Making Amazon Alexa smarter with Microsoft Cognitive Services

Recently those of us who work at Mando were lucky enough to receive an Amazon Echo Dot for us to start to play with and to see if we could innovate with them in any interesting ways and as I have been doing a lot of work recently with the Microsoft Bot Framework and the Microsoft Cognitive Services, this was something I was keen to do.  The Echo Dot, hardware that sits on top of the Alexa service is a very nice piece of kit for sure, but I quickly found some limitations once I started extending it with some skills of my own.  In this post I will talk about my experience so far and how you might be able to use Microsoft services to make up for some of the current Alexa shortcomings.
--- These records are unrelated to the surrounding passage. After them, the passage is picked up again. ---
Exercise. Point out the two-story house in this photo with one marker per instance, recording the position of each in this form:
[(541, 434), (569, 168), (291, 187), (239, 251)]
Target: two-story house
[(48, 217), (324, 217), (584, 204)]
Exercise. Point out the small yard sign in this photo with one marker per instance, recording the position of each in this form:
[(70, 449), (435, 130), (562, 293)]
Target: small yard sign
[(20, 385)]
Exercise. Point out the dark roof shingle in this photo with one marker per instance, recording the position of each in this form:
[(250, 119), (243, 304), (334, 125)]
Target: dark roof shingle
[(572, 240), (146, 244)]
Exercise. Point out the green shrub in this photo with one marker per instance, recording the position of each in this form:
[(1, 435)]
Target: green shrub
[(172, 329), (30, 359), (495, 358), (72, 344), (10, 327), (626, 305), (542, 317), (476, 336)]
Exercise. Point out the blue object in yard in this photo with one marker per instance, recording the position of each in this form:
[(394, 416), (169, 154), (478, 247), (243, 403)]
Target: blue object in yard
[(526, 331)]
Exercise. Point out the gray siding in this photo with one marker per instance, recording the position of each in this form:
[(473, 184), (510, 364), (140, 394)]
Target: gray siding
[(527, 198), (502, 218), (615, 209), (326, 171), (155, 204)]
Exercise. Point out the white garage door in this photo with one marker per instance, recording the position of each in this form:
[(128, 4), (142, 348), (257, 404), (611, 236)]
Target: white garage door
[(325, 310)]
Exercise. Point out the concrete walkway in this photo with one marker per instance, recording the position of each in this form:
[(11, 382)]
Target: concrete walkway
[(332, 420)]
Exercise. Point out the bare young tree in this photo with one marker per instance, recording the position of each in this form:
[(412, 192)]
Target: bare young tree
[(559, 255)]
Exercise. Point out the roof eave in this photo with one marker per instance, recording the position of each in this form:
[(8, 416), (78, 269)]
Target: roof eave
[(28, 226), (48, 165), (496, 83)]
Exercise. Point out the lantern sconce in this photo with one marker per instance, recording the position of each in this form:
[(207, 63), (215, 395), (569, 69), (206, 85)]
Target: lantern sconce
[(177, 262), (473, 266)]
Firstly, for those of you who don’t know what the Amazon Echo devices are, they are essentially Amazon’s take on a digital personal assistant for use around your home. The devices are always listening (unless you disable this feature) for you to say “Alexa”, after which you can ask it to do one of any number of tasks – from playing music from Spotify or Amazon Music through to controlling your heating within your home (think Siri / Cortana for your house!). Out of the box the devices come with a number of ‘skills’ built in or configurable within the associated app for Android / iOS. After configuring the device I tested playing music by saying “Alexa, play some popular music” and this works very well, even when citing a specific artist.  I also tried some other skills such as getting a summary of the latest news and asking the device about the current weather in a specific location.  It has to be said that I when using the out of the box skills that are available I was very impressed at Alexa’s hit rate in terms of understanding what I wanted to do, although from speaking with some of my colleagues, their experiences varied.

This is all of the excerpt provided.